明治維新により,新しい文化・生活様式として印刷(活版印刷)と包装(紙器)が導入されると,それに適した洋紙が輸入され,それを真似ることで国内の製紙産業が生まれた。そのテイクオフに30年を要したが,その後,GDPが年率3%で伸びる中で,洋紙生産量は年率10―6%で伸び続け,輸入紙に代わって需要を占拠していった。技術的には,テイクオフまでの30年間にその後の産業の発展の準備がなされていた。
その一つが東京高等工業出身者を中心とする技術者群で,若い時に海外を知る機会を与えられ,その後の工場建設・操業で創意と工夫を発揮した。

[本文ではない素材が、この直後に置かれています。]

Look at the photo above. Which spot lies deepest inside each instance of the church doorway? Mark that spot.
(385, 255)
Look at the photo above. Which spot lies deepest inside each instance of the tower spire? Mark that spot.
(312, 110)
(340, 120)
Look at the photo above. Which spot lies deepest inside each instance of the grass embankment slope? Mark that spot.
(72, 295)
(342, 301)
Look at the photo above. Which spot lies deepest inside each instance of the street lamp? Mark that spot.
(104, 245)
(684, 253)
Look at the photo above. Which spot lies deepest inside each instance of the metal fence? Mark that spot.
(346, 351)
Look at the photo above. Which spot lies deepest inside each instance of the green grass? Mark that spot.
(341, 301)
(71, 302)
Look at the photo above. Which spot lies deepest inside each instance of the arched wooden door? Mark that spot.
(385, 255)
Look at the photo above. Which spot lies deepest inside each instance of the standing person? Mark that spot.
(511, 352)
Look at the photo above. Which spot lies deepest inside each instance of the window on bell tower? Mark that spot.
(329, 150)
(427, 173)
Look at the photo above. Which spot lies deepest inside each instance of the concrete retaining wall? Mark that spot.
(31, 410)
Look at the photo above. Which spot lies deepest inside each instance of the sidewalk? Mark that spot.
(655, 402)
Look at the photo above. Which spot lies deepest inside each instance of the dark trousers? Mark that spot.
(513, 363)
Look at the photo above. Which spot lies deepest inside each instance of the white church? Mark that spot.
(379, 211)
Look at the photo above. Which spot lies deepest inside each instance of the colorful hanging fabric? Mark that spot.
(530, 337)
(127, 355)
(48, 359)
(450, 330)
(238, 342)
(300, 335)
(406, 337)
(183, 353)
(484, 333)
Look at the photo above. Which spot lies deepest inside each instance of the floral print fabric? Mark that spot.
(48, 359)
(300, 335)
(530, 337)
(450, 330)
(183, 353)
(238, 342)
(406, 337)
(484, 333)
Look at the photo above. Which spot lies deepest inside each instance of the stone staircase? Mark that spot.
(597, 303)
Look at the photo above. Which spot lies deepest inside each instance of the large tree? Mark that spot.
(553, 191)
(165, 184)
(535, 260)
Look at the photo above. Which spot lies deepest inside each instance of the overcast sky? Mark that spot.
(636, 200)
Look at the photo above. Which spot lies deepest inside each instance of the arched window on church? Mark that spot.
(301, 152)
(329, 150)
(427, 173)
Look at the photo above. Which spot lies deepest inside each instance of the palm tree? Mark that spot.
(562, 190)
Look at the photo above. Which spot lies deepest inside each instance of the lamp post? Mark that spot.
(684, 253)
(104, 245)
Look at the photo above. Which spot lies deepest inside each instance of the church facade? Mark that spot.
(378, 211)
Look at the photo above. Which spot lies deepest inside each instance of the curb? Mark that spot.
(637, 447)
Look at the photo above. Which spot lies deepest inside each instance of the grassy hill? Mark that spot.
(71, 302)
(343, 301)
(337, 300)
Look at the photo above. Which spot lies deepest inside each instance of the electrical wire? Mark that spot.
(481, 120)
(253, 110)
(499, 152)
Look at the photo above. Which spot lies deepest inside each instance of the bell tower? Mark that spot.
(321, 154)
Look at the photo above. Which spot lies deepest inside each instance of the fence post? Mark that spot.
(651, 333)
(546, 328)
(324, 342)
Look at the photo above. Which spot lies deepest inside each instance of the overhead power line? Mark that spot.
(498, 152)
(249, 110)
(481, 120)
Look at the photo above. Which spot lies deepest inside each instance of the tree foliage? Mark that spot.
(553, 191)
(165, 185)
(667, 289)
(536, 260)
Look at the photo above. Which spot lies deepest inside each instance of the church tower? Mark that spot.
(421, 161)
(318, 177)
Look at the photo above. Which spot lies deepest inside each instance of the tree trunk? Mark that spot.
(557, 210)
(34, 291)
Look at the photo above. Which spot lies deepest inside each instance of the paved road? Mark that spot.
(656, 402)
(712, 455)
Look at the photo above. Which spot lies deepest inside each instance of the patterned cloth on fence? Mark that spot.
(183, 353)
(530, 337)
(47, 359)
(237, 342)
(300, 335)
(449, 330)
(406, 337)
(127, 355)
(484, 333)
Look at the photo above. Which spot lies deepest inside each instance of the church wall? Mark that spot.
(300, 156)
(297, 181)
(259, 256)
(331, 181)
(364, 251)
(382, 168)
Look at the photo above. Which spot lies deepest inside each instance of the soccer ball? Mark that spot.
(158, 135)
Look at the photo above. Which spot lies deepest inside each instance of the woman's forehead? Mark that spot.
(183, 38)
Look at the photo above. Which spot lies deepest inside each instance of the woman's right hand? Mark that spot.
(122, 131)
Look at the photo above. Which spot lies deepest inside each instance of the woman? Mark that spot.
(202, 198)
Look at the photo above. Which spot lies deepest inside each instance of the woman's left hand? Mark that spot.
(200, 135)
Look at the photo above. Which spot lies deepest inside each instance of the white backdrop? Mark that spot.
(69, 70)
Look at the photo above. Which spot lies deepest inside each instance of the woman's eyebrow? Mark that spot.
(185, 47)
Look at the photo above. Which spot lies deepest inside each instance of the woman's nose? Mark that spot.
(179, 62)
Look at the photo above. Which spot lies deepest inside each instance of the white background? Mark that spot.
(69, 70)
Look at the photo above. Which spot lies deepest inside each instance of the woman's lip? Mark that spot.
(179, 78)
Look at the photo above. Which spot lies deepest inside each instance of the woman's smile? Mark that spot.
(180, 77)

抄紙機についても,輸入機のコピーから出発し,輸入新鋭機の技術を模倣しながら,国内需要の半ばを供給できるまでになった。それに合わせて,抄紙用具も国産化されだした。
日本の製紙産業史の最大の特徴は,早い時期にぼろ・わらから木材パルプに転換(アメリカより約10年遅れ),抄紙機を持った一貫工場を目指したことである。富士山麓や木曽の針葉樹から,北海道,樺太へ展開し,王子製紙苫小牧工場に代表されるような競争力のある工場を建設していった。

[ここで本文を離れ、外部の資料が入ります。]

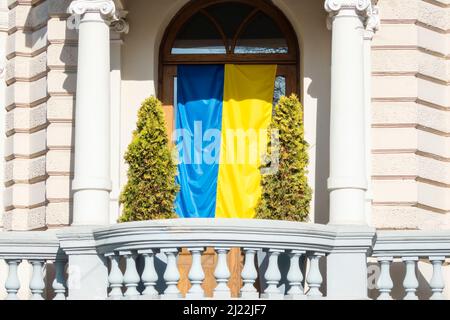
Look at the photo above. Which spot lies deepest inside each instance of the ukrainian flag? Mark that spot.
(222, 117)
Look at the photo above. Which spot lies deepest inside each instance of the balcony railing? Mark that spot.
(139, 260)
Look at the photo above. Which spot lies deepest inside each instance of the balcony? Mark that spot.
(280, 260)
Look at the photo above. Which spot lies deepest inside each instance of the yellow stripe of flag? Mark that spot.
(247, 113)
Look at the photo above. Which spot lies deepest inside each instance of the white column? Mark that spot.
(348, 179)
(372, 25)
(3, 36)
(118, 27)
(92, 183)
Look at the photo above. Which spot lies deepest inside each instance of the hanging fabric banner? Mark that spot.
(222, 117)
(200, 101)
(247, 113)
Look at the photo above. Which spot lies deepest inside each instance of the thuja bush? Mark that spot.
(286, 194)
(151, 189)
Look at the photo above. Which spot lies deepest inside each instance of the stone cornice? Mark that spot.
(105, 7)
(334, 6)
(366, 9)
(412, 244)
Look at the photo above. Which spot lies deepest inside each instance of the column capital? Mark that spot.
(334, 6)
(119, 24)
(106, 8)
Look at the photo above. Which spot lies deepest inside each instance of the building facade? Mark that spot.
(398, 100)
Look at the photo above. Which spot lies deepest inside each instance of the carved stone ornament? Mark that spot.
(334, 6)
(119, 24)
(373, 20)
(106, 7)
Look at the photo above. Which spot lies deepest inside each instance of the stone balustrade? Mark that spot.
(41, 250)
(140, 260)
(410, 247)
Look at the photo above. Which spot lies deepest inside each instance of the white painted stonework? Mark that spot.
(375, 84)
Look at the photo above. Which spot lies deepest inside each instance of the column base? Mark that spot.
(272, 296)
(222, 295)
(249, 296)
(296, 297)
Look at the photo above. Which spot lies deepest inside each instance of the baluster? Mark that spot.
(437, 283)
(115, 277)
(59, 283)
(273, 276)
(249, 275)
(12, 284)
(37, 284)
(384, 282)
(196, 275)
(149, 275)
(314, 277)
(222, 275)
(171, 275)
(131, 277)
(295, 277)
(411, 283)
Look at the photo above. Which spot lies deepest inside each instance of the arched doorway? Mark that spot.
(226, 32)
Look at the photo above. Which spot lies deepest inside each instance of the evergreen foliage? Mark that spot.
(286, 194)
(151, 189)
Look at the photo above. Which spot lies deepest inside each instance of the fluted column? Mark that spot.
(348, 182)
(92, 182)
(348, 179)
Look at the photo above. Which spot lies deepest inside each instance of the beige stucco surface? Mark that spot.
(410, 109)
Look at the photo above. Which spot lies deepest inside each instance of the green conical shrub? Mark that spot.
(285, 192)
(151, 189)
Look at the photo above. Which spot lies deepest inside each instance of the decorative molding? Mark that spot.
(372, 22)
(78, 8)
(106, 7)
(120, 24)
(334, 6)
(366, 9)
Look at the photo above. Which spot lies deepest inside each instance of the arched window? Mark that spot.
(228, 31)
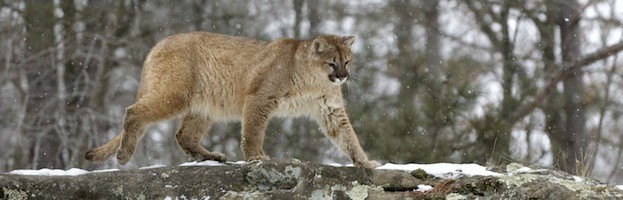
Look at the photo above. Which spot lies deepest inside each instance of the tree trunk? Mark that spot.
(575, 141)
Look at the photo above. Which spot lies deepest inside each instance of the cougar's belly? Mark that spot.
(218, 96)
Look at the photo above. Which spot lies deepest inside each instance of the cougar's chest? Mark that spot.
(296, 105)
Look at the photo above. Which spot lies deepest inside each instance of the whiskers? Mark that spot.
(353, 84)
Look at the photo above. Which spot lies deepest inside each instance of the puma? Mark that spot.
(205, 78)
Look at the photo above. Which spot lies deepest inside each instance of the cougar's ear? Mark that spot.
(348, 40)
(319, 45)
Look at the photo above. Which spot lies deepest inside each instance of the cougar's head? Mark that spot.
(333, 55)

この明治期の発展を支えた要因として江戸時代の識字率や工学的なレベルの高さがあげられている。ただ,江戸時代には,産業革命期のヨーロッパで見られた人と物の自由な移動(情報の自由な流通)が制限されていた。明治期になり,この制約が解かれことで,爆発的と言えるような技術発展が可能になったと考える。その中で,紙は,情報と物の自由な移動を可能にする手段として社会に大きく貢献してきた。